Critics may argue that such a tax could chill the real estate market, but evidence from cities with similar taxes shows minimal impact on overall transaction volume. The San Francisco transfer tax, which ranges from 0.5% to 3% depending on sale price, has coexisted with one of the nation’s most robust real estate markets for decades.
Voluntary Payments from Tax-Exempt Institutions: Fairness in Service Utilization
The proposal to secure voluntary payments from large tax-exempt institutions addresses a fundamental inequity in the current system. Major non-profits like hospitals and universities consume substantial city services – police protection, fire services, road maintenance – without contributing to the tax base that funds them.
Boston’s PILOT (Payment in Lieu of Taxes) program has successfully implemented this approach, securing millions in voluntary contributions from institutions like Harvard and Massachusetts General Hospital. The public accountability component – publishing which institutions contribute and which don’t – provides a powerful incentive for participation without requiring legislative approval.
Yale University contributes over $12 million annually to New Haven, Connecticut through such a program, recognizing its obligation to support the city infrastructure its students, faculty and staff utilize daily. Minneapolis institutions like the University of Minnesota and major healthcare systems could similarly acknowledge their civic responsibility through proportional contributions.
Addressing the Counterarguments
The primary counterargument to these proposals centers on concerns about driving businesses and wealthy residents from the city. This argument warrants serious consideration but ultimately falls short when examined against empirical evidence.
Studies of municipal tax policies consistently show that quality of life factors, business ecosystem, and workforce availability far outweigh moderate tax differences in location decisions. When Minneapolis-based Target Corporation considered relocating its headquarters in 2015, the company ultimately remained in Minneapolis despite tax incentives from other jurisdictions, citing the city’s talent pool and quality of life as decisive factors.
Another legitimate concern involves the legislative hurdles these proposals face. Most would indeed require state approval in Minnesota’s system. However, this challenge speaks to the need for coalition-building and advocacy rather than abandonment of these ideas. Minneapolis leaders should be building alliances with other Minnesota cities facing similar challenges to present a unified front at the legislature.
The Path Forward
Minneapolis stands at a pivotal moment where maintaining the status quo means continuing to burden homeowners with unsustainable tax increases. The city needs a three-pronged approach: thoughtful examination of spending efficiencies, diversification of revenue sources, and coalition-building to secure necessary legislative changes.

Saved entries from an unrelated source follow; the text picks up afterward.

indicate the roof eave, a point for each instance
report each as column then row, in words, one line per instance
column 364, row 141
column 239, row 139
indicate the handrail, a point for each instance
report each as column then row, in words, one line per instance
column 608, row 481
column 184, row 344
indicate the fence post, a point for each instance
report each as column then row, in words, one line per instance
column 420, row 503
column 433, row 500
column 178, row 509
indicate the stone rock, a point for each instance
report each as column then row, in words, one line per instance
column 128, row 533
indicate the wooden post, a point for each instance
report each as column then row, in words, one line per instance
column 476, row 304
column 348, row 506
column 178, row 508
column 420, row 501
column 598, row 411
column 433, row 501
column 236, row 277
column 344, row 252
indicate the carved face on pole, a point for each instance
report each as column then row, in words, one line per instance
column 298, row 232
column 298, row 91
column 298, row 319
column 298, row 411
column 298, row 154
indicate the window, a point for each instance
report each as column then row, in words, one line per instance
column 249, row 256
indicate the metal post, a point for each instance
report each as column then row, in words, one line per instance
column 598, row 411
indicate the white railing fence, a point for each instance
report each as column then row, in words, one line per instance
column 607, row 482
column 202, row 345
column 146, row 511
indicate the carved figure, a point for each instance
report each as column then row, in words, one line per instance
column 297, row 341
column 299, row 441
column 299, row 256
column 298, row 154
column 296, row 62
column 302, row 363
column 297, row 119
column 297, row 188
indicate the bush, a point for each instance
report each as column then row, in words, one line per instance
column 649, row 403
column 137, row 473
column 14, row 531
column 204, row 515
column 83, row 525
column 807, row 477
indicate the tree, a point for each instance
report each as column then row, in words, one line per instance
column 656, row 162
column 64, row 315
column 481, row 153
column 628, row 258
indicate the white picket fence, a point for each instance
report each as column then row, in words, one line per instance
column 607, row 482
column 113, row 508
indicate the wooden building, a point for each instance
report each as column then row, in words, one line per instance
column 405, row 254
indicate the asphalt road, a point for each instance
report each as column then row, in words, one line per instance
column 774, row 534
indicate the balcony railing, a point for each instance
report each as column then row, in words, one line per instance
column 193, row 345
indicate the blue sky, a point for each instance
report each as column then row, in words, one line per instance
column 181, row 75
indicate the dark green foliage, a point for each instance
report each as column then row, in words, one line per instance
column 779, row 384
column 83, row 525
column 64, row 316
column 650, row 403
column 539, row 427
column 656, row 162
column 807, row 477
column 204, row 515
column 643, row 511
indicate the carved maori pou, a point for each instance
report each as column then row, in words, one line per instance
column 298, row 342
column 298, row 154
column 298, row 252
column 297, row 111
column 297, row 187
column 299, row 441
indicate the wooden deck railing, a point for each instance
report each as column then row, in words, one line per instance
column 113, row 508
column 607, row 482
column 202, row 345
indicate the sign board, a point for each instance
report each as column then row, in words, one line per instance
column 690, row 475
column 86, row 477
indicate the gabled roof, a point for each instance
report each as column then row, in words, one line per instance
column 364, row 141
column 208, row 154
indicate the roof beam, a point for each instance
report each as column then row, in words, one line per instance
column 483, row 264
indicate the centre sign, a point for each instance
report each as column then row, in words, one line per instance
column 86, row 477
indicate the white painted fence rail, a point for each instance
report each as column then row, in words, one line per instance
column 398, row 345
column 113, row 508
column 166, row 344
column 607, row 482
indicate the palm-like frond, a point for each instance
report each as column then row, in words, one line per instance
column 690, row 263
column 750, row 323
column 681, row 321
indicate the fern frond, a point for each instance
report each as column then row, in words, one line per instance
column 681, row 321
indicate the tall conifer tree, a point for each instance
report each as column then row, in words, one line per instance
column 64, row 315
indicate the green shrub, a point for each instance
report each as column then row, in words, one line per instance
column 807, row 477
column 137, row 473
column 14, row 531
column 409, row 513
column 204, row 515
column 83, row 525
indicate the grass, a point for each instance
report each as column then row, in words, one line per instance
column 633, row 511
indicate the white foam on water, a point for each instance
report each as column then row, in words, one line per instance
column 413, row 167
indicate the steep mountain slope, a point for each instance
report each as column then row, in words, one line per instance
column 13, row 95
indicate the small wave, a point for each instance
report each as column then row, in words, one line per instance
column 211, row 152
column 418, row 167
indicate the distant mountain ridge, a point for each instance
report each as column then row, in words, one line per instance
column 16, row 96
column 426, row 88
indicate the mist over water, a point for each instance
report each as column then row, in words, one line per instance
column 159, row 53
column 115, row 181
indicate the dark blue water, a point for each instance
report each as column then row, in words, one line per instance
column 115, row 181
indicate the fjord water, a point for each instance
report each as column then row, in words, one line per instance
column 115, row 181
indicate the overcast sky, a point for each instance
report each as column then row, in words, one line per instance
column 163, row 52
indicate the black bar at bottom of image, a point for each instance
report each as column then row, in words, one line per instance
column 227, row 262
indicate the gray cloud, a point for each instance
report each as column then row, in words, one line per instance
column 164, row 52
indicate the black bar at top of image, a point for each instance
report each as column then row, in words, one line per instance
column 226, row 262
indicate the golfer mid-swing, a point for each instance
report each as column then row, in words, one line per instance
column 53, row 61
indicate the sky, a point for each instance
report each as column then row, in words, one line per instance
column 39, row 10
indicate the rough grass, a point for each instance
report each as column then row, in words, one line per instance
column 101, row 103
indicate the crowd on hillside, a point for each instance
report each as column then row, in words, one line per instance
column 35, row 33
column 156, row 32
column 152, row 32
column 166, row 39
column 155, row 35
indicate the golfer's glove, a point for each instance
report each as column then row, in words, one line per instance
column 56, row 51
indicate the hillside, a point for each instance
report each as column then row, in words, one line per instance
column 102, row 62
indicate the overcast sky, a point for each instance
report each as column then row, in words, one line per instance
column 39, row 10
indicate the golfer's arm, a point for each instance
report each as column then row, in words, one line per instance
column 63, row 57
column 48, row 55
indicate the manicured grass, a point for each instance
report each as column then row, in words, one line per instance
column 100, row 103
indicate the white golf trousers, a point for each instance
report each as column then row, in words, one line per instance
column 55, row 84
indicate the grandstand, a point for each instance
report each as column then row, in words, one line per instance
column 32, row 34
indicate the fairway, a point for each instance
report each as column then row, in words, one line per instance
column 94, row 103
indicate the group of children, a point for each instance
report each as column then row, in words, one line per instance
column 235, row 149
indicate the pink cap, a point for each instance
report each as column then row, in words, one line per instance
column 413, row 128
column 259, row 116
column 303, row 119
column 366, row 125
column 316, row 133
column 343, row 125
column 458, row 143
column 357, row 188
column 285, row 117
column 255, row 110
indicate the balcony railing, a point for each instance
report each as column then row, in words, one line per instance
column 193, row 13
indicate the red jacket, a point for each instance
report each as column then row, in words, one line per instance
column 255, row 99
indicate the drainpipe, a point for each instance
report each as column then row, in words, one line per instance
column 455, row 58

The property tax crisis in Minneapolis isn’t just a fiscal issue – it’s fundamentally about who can afford to remain in the city and who gets pushed out. Without action, Minneapolis risks becoming a city where homeownership is increasingly limited to the wealthy, undermining decades of work building diverse, stable neighborhoods.
Brandt’s proposals offer a starting point for necessary innovation in municipal finance. The question isn’t whether Minneapolis can afford to implement these changes – it’s whether the city can afford not to.